Happy Tours motors tourists in lazy loops this side of the Japanese Friendship Bridge. The wake gently jostles the boat people, in their long fishing crafts, strung up with nets, hammocks, small covered areas in the centre where the family cooks, sleeps, rests, cleans their catch, seeks shade. This is home and work and play-space and yard and mode of transportation, docked as they are in the garbage heap that overflows down the concrete banks into the water, the boat people scavenging among the street kids, krama (the ever-present, endlessly versatile, traditional Cambodian scarf) tied around their heads and faces – to keep out the stench, the flies, the dust, the sun that beats even in this, the “cool” season. Debris and garbage drift slowly beside the docked families, among the double-decker tour boats, as children swim and splash and bathe and urinate, as others dip their feet, catch their supper, wash their clothing.

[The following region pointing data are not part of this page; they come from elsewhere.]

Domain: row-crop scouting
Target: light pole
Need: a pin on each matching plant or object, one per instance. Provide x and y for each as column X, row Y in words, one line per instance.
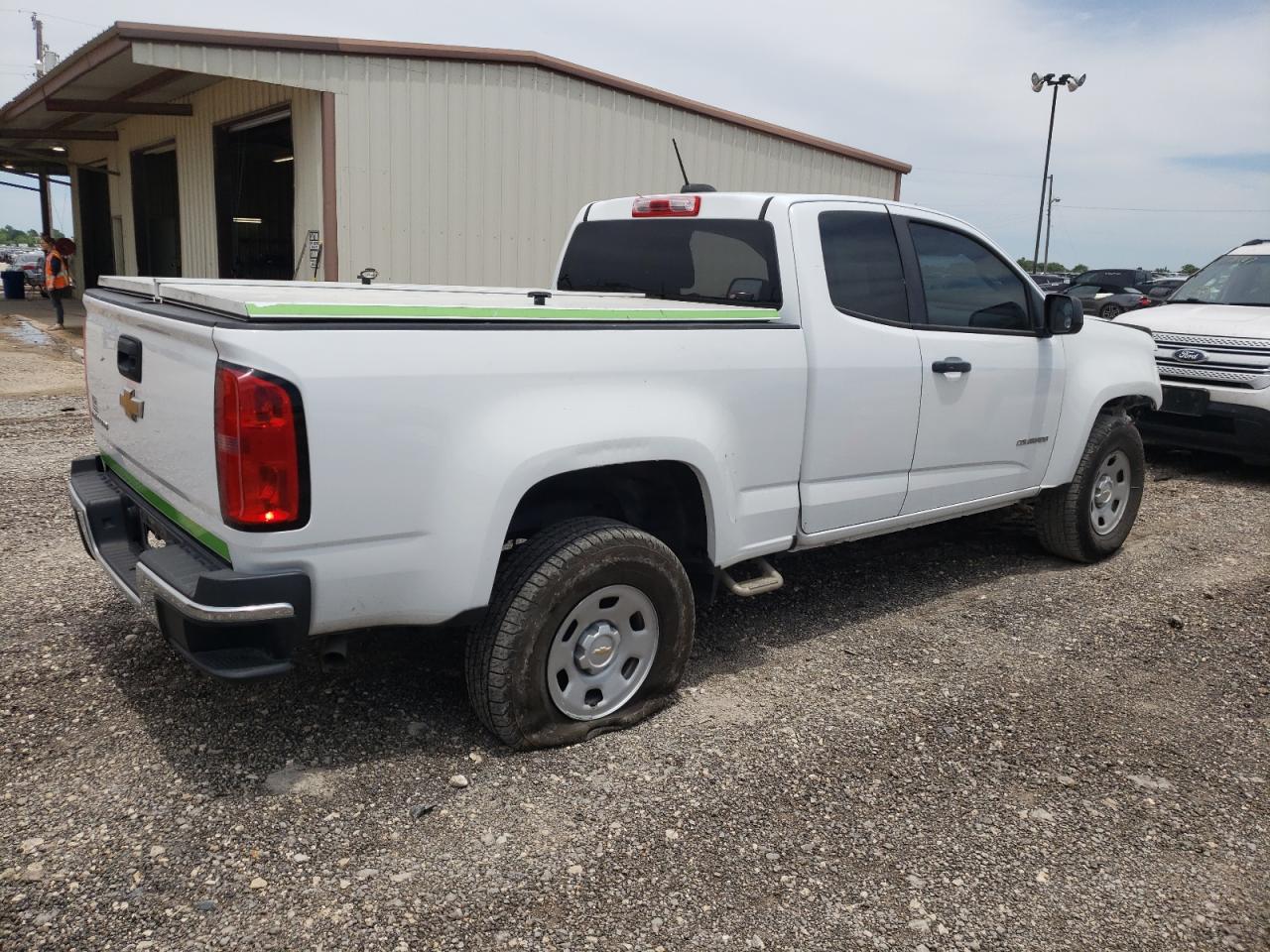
column 1039, row 82
column 1049, row 221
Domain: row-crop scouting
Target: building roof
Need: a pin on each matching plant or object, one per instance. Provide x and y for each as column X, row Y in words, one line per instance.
column 75, row 99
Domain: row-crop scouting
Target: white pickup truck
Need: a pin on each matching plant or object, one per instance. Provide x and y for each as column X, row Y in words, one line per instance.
column 1213, row 349
column 714, row 379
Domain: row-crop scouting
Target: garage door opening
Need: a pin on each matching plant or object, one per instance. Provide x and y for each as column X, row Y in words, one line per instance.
column 255, row 197
column 96, row 235
column 157, row 212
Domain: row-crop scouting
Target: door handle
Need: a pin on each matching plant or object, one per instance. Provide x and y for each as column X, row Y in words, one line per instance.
column 128, row 358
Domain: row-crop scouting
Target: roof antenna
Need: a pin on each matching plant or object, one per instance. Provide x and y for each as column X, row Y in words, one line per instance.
column 689, row 185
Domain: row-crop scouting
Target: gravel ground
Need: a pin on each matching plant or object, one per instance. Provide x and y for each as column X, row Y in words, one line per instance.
column 942, row 740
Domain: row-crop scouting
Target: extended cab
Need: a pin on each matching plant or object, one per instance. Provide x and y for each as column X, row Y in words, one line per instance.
column 711, row 380
column 1213, row 349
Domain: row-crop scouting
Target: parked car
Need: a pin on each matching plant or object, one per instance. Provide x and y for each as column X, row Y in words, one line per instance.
column 1213, row 350
column 32, row 264
column 1161, row 289
column 712, row 380
column 1107, row 301
column 1119, row 277
column 1049, row 282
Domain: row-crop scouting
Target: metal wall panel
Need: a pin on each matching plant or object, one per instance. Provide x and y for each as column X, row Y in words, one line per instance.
column 213, row 105
column 452, row 172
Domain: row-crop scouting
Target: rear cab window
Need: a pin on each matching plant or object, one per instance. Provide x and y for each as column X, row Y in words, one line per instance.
column 862, row 266
column 719, row 261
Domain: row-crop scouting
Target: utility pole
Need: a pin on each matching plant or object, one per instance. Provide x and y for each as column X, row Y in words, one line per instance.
column 1039, row 82
column 40, row 44
column 1049, row 221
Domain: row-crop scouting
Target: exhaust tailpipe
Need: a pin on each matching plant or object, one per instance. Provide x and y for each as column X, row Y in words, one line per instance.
column 334, row 653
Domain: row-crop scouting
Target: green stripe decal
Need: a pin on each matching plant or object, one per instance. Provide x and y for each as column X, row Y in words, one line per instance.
column 163, row 506
column 511, row 313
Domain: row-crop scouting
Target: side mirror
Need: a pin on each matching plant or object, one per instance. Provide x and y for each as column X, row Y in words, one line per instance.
column 1064, row 315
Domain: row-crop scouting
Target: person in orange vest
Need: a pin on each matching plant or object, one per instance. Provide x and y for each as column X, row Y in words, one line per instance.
column 58, row 277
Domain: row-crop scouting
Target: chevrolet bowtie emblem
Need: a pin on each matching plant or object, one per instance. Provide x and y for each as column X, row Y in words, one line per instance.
column 134, row 408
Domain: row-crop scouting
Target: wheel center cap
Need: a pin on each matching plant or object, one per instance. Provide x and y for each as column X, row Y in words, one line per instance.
column 597, row 647
column 1102, row 492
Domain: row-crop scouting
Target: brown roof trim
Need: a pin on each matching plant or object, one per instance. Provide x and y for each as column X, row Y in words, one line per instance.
column 149, row 32
column 103, row 48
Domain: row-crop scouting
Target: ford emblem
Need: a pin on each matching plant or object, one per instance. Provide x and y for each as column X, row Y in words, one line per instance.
column 1191, row 354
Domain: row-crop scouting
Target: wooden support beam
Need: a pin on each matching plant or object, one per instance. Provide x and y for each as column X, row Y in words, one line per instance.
column 68, row 135
column 117, row 107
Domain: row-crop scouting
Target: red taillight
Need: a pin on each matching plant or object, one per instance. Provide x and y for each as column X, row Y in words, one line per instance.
column 666, row 206
column 259, row 449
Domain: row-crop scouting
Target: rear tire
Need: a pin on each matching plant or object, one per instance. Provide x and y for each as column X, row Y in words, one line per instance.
column 1089, row 518
column 548, row 665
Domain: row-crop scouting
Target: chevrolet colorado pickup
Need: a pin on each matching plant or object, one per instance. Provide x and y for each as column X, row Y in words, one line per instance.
column 712, row 379
column 1213, row 349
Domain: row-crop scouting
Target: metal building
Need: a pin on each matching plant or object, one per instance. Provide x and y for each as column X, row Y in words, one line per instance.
column 207, row 153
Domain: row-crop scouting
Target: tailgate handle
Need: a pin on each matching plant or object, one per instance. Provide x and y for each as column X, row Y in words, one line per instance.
column 130, row 358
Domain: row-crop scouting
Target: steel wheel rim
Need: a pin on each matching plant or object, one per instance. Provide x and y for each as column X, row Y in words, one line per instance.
column 1112, row 484
column 602, row 653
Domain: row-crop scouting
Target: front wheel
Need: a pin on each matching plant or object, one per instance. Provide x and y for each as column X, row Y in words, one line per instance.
column 1089, row 518
column 589, row 630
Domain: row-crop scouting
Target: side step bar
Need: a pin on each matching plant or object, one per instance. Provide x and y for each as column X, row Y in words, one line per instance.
column 767, row 579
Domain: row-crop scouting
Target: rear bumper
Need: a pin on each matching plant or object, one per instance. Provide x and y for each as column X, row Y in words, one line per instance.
column 1223, row 428
column 222, row 622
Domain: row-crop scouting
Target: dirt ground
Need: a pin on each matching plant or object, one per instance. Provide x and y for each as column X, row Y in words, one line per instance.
column 939, row 740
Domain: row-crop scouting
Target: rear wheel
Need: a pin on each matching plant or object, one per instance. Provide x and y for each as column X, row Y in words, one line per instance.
column 588, row 630
column 1089, row 518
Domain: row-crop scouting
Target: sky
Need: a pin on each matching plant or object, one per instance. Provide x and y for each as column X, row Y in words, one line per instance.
column 1160, row 160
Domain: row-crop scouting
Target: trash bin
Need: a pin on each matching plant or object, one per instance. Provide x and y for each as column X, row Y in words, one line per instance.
column 14, row 285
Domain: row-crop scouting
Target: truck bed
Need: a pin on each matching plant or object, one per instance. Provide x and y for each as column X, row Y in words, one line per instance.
column 284, row 301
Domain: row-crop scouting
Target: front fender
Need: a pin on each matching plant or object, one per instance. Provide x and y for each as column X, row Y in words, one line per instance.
column 1105, row 362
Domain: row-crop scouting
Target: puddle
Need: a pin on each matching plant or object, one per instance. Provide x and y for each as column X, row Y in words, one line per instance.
column 26, row 333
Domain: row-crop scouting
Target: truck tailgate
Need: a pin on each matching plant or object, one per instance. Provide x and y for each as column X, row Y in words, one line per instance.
column 151, row 389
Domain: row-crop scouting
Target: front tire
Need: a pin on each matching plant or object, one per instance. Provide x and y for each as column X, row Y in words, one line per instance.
column 1089, row 518
column 589, row 630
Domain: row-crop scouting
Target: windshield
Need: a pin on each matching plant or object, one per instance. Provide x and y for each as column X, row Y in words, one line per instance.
column 724, row 261
column 1230, row 280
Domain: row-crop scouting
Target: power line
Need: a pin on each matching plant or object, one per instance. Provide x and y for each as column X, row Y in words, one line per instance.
column 55, row 17
column 962, row 172
column 1183, row 211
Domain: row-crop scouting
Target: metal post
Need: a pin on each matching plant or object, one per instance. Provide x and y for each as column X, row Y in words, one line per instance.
column 1049, row 221
column 1044, row 178
column 46, row 222
column 40, row 44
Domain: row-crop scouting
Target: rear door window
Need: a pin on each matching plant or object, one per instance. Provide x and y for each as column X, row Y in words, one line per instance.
column 862, row 266
column 724, row 261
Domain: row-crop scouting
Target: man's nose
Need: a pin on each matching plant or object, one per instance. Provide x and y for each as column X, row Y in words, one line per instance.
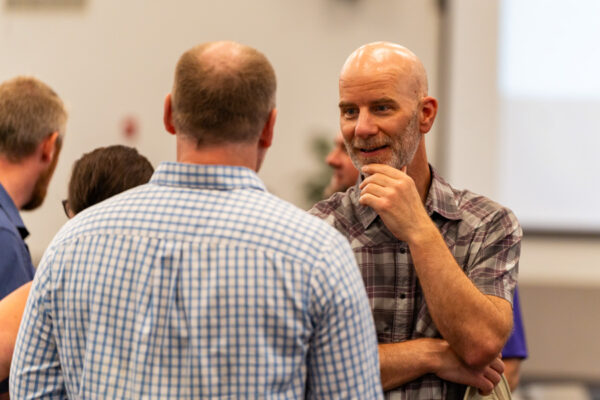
column 365, row 125
column 332, row 158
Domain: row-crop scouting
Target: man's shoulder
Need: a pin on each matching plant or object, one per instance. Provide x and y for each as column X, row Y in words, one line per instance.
column 339, row 204
column 478, row 209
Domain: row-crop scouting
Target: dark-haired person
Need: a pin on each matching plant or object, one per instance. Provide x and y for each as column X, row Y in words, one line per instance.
column 104, row 172
column 96, row 176
column 201, row 284
column 32, row 123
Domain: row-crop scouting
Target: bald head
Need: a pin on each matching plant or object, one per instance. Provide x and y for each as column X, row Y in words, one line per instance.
column 223, row 93
column 387, row 58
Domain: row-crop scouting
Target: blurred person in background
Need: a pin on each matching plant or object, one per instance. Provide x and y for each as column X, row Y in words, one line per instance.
column 201, row 284
column 32, row 124
column 96, row 176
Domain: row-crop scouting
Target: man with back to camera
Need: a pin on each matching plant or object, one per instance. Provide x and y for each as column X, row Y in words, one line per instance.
column 439, row 264
column 32, row 124
column 201, row 284
column 345, row 175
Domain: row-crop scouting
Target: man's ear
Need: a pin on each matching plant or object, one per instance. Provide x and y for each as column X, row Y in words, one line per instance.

Fifteen meters away, along the crowded boardwalk, sits a small pagoda, host to some sort of ceremony: tinny music, mounds of food, extravagant traditional dress – rich, fiery colours, metallic silks that catch the sun and ripple into two and three tones.
Foreigners stroll and linger, gawking, gawked at, sun burnt, saddled with cameras and rip-off hiking gear. Old women hawk their goods, families with connections – Lexus connections (these SUV’s are notorious here as an indicator that the driver has access to big government money, and therefore quite likely corruption as well) – wander with their children, dae-leenging (“walk-playing” as they say in Khmer), snacking and chatting, as small boys, barefoot and covered in dust catch birds among their feet to be sold for use in religious ceremonies.
These are the contrasting faces of Cambodia – of Phnom Penh at least, which I am coming to see and touch – taste a little more each day – the many faces which overlap and interlay, falling into each other, jostling for my attention – so much so that I can barely look away to keep my pen moving across the page…
… I really can’t get over the falling together of faces that happen in this dusty, bustling city. Everything is falling in on itself, growing over itself, the privation neck in neck with brand-new prosperity – this city overflows and interflows with startling contrasts and beautifully dissonant juxtapositions…
Nicole Cober Bauman
18 January 2007

May 5th, 2007 at 6:25 am
Wow you write pretty Nicole! Isn’t this the story we all know so well? Where do we fit in? Where do we want to be? Where do Cambodians want us to be?